Logotype for Jenoptik AG

Q1 2025 earnings summary

6 Jun, 2025

Executive summary

  • Revenue declined 4.9% year-over-year to €243.6m, mainly due to weaker semiconductor sector demand.

  • EBITDA fell 18.6% to €36.2m, with margin at 14.9% (prior year: 17.4%).

  • Order intake dropped 15.5% to €204.6m; book-to-bill ratio at 0.84 (prior year: 0.94).

  • Free cash flow improved 48.5% to €28.9m; equity ratio rose to 57.7%.

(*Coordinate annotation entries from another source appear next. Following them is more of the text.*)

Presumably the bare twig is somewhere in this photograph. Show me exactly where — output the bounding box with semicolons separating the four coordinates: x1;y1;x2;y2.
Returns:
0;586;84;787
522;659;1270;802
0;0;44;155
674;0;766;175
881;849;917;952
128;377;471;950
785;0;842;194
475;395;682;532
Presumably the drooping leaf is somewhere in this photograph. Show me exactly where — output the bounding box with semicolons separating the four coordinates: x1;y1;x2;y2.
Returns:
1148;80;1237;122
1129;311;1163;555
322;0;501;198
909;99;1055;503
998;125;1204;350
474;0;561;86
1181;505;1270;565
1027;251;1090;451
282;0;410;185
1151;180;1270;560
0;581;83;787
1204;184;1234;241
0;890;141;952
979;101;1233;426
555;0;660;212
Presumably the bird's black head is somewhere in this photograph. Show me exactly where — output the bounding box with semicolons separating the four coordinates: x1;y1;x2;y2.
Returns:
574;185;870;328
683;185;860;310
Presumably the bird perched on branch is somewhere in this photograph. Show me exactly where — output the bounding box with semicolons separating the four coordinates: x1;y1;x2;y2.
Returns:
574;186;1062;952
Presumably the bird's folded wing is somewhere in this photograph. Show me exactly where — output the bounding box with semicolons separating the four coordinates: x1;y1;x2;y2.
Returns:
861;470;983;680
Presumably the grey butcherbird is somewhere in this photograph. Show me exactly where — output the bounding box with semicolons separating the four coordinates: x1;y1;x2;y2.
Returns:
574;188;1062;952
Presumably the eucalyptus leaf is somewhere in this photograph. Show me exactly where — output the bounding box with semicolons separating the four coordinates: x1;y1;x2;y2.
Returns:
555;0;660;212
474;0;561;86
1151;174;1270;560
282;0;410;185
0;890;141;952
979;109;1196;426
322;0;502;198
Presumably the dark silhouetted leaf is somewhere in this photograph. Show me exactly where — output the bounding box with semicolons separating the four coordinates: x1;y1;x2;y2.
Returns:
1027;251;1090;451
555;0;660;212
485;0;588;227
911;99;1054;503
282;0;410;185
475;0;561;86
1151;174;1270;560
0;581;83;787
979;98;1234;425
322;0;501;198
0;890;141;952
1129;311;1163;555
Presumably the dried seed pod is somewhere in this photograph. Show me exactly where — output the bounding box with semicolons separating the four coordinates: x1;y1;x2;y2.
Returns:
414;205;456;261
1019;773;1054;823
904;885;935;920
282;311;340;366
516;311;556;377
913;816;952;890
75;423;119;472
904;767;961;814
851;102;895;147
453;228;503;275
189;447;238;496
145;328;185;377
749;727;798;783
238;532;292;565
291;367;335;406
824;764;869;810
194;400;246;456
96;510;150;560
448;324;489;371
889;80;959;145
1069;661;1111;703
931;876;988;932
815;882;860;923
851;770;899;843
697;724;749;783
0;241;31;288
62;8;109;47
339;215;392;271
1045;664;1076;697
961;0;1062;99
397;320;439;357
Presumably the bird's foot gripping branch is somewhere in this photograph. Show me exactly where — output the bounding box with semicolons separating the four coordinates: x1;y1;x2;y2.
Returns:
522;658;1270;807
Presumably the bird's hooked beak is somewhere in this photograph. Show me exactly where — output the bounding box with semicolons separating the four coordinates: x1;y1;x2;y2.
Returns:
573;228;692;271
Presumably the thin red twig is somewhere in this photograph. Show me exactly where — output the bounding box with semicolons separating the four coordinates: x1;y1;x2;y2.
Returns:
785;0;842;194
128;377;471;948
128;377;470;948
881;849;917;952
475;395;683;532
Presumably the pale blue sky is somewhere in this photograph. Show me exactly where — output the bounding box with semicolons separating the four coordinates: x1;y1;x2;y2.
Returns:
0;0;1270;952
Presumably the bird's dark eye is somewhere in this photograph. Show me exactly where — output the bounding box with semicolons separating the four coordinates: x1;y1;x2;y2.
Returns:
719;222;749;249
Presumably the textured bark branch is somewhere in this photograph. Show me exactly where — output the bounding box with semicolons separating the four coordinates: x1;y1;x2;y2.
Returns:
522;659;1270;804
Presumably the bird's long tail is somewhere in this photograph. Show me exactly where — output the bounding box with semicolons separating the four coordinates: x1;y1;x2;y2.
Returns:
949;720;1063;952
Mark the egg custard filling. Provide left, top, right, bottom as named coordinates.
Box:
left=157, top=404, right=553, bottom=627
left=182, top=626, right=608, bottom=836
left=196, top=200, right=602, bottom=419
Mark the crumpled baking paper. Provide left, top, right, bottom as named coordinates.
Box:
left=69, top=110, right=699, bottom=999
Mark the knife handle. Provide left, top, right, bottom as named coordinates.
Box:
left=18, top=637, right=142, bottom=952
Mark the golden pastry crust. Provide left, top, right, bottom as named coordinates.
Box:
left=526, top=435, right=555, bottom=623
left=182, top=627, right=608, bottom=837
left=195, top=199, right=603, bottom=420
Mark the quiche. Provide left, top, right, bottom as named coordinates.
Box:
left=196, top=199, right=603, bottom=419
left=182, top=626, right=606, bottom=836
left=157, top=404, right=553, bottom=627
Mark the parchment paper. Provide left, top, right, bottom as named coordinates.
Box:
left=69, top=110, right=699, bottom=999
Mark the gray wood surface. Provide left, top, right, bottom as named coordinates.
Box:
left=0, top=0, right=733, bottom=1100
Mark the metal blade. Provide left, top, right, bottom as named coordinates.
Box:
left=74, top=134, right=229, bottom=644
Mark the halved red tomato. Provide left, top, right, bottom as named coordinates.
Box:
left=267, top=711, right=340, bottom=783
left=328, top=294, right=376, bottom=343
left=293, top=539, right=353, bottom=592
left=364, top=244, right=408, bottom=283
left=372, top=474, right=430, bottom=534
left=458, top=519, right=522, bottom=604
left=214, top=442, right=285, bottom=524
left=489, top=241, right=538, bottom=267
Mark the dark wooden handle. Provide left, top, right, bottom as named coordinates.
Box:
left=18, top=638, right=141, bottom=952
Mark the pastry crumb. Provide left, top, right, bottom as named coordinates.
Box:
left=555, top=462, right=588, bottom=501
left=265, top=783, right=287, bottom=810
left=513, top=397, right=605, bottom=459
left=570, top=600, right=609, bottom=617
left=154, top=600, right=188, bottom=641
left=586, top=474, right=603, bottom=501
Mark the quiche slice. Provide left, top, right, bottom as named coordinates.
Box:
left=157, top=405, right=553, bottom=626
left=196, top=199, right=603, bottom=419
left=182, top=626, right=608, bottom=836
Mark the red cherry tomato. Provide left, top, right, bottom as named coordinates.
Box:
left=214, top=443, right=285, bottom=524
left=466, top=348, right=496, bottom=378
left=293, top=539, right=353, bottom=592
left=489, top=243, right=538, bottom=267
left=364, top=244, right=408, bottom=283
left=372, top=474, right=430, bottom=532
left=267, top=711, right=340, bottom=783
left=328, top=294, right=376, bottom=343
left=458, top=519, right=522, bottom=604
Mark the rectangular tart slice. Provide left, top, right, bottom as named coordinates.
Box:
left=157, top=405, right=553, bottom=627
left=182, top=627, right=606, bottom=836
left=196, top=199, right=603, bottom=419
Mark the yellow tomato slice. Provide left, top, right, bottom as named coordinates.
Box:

  • Streamlined organizational structure implemented in 2024/2025 to enhance customer focus and efficiency.

Financial highlights

  • Revenue for Q1 2025 was €243.6m, down 4.9% year-over-year; 72.7% of revenue generated abroad.

  • EBIT dropped 35% to €16.9m; EBIT margin reduced to 6.9% (prior year: 10.2%).

  • Earnings after tax decreased 40.4% to €9.2m; EPS at €0.16 (down 40.7%).

  • Operating cash flow rose to €45.1m (prior year: €32.3m).

  • Net debt reduced to €382.2m from €395.5m at year-end 2024.

Outlook and guidance

  • Revenue for 2025 expected to be at prior-year level (+/-5%), with EBITDA margin between 18.0% and 21.0%.

  • Capital expenditure for 2025 forecasted significantly below 2024's €114.6m.

  • Upturn in semiconductor equipment industry anticipated in H2 2025, but risks from tariffs and global uncertainty remain.

  • Outlook reflects high market uncertainties, including tariff discussions and geopolitical risks.